Duncan claims to have isolated from the bark an active principle which he called mudarin from “mudar,” the Indian name of the plant. Following the same process Flückiger was unable to obtain the substance, but did isolate 1½% of an acrid resin, soluble in ether and in alcohol; a mucilage and a bitter principle decolorized by chloroform and ether. It is probable that this is the active principle of the “Calotropis gigantea.” Warden and Waddell in 1881 isolated a substance crystallizable in nodular masses, with the formula C17H28O, analogous to the albana of gutta-percha.

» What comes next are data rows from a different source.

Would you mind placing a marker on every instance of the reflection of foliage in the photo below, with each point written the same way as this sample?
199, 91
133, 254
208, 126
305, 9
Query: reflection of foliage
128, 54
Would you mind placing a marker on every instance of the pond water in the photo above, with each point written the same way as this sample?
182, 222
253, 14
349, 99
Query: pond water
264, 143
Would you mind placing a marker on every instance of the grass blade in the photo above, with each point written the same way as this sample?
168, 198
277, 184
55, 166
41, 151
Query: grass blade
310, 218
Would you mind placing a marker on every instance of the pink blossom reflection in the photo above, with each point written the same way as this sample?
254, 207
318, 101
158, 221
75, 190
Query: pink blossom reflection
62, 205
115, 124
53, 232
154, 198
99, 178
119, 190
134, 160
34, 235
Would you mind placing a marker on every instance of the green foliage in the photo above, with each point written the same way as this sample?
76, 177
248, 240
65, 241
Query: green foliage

BOTANICAL DESCRIPTION.—A small tree, 7–8° high, with straight stem, branched and woody. Leaves sessile, opposite, cleft at the base, oval, fleshy and woolly.
Flowers lateral in simple umbels of 3 or more flowerets. Calyx 5-cleft. Corolla monopetalous, 5 acute lobes, white, of rare and beautiful form. Nectaries 5, united throughout their length with the receptacle, their bases curved like the sides of the fleur de lis.
Above the nectaries is a 5-angled crown, the extremity of the receptacle; in each angle a black anther. Two large follicles narrowed at the ends, woolly, the apex somewhat curved to one side, containing many imbricated seeds, each with a tuft of long hairs.
HABITAT.—Bauang, Taal and the volcanic island of Taal. Blossoms in April.